De allí que nos perdamos de vicisitudes extraordinarias que no solo nos pueden permitir el cálculo de nuestra decadencia, sino también sacar lecciones a través de las cuales sintamos que formamos parte del género humano. Una sensibilidad de isla, una mentalidad moldeada por el hábito o por la imposición de la clausura, nos cubre con un manto de ignorancia que nos puede presentar con facilidad como paradigmas de estupidez y de superficialidad. Como no sabemos lo que pasa con el otro porque nos ocupamos exclusivamente de nuestros asuntos cada vez más perentorios, y porque la dictadura impide que su presencia se observe en los canales nacionales de televisión y en las radios aletargadas y autocensuradas, vivimos como borregos ciegos y aprisionados sin posibilidad de vincularnos cabalmente con las historias colmadas de experiencias y de situaciones dinámicas sobre las cuales, en el mejor de los casos, apenas nos enteramos de algunos retazos.

¿Qué sabemos de los tumbos olímpicos que están dando los ingleses ante el rompecabezas del brexit, esos caballeros que eran tan cuerdos y ahora parecen esquizofrénicos? ¿Nos enteramos por fin de que el viejo Buteflika renunció, pero que los miembros de su clan quieren que se vaya solo mientras el pueblo se prepara para impedir el continuismo? ¿Nos hemos impresionado por las últimas maromas de Torra en Cataluña, sabemos lo que es una estelada y una señera y la simbología de los lazos amarillos que ponen y quitan en la Generalitat? ¿Nos han interesado las cercanas elecciones de España, tan llenas de incertidumbre y tan importantes para la política venezolana?
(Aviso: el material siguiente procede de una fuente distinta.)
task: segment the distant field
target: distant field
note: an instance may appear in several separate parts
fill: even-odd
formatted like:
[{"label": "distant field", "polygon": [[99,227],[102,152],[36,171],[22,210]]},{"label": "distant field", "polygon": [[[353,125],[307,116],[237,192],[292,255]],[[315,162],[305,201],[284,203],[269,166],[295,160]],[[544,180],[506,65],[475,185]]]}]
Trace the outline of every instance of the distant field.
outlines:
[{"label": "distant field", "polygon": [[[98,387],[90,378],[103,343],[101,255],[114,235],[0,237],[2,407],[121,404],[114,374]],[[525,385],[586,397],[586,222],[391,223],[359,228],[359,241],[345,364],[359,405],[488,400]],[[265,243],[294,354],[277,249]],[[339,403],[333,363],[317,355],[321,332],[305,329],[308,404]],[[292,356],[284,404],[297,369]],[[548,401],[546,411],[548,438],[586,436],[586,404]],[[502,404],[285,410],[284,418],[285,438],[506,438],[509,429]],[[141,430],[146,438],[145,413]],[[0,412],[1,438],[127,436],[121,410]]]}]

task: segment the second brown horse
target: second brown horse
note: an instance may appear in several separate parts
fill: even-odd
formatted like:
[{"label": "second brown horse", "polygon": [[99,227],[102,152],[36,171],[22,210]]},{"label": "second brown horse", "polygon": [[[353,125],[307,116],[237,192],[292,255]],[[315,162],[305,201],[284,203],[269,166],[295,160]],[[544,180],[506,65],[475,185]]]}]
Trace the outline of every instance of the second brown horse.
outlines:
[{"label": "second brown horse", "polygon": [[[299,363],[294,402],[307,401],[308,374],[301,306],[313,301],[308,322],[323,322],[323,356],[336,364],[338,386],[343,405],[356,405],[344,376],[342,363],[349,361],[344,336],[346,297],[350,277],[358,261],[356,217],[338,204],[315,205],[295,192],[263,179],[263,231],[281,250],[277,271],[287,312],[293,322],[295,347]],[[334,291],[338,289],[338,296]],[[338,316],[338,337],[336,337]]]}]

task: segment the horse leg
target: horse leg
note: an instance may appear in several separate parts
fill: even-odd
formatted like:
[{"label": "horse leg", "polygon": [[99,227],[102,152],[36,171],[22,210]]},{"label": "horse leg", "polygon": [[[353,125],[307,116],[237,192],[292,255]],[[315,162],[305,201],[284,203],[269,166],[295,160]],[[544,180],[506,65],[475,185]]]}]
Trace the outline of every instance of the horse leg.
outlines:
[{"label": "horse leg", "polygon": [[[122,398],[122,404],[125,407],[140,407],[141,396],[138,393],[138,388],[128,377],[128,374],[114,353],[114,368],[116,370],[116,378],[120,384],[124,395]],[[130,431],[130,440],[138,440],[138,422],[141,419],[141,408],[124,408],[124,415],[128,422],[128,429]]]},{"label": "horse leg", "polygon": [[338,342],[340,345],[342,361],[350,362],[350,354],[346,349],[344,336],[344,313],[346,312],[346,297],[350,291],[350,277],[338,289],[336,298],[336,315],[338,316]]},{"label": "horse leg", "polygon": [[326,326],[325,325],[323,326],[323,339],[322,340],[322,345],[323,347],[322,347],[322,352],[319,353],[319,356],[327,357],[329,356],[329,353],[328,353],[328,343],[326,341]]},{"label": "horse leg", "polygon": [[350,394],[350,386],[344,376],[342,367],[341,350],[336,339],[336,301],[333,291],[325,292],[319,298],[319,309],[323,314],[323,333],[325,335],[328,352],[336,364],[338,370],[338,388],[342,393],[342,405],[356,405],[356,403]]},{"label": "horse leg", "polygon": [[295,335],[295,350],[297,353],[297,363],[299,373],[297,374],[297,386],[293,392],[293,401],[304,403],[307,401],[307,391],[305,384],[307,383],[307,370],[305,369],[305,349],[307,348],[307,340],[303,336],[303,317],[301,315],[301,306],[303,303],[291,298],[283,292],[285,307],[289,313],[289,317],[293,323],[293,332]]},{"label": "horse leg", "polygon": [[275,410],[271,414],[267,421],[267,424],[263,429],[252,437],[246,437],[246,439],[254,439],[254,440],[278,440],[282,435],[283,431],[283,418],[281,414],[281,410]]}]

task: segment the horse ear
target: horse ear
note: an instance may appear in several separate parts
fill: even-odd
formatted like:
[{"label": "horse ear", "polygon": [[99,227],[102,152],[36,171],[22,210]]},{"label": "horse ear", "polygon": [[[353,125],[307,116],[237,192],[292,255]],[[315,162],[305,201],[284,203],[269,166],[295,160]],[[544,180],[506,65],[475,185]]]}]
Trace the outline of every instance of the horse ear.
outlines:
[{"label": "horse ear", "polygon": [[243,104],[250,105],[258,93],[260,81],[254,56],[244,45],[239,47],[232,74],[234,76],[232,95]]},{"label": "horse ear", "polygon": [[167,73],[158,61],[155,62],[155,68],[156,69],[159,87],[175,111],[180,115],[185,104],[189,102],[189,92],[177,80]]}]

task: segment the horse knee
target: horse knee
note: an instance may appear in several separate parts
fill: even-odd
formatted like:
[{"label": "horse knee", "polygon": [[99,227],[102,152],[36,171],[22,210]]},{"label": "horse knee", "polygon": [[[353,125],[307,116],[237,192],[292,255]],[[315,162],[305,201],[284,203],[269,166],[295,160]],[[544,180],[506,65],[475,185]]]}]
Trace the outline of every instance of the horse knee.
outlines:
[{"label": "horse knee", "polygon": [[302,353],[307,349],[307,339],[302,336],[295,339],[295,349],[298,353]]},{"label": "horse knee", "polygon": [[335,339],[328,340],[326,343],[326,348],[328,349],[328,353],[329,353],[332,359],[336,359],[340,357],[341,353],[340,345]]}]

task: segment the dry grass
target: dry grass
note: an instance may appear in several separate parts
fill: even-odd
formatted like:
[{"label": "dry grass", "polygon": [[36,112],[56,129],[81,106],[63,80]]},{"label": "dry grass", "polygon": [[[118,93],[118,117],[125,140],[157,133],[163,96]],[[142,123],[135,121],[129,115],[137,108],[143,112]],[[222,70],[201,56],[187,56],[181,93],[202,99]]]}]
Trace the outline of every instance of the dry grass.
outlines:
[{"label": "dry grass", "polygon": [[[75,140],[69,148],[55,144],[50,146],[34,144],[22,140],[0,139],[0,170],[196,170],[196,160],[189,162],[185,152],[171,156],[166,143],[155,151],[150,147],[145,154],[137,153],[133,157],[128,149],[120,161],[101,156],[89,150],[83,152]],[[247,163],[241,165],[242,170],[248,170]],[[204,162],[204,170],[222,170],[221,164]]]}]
Si las preguntas se trasladan a los espacios de la cultura, a las novedades editoriales, a la vida de los institutos universitarios, a los pensamientos que en cada sociedad ofrecen los ensayistas y los académicos sobre sus problemas y sobre los problemas ajenos, la constatación de nuestra inopia puede ser aplastante.

Aldea divorciada de veras de un mundo proclamado como aldea global, pueblo de miopes que no ve más allá de sus narices, una de las tareas primordiales del gobierno de transición, después de expulsar a los usurpadores, debe ser el restablecimiento del vínculo de Venezuela con el universo contemporáneo. Antes de que tengamos que empezar por el abecé de la civilización universal, por supuesto.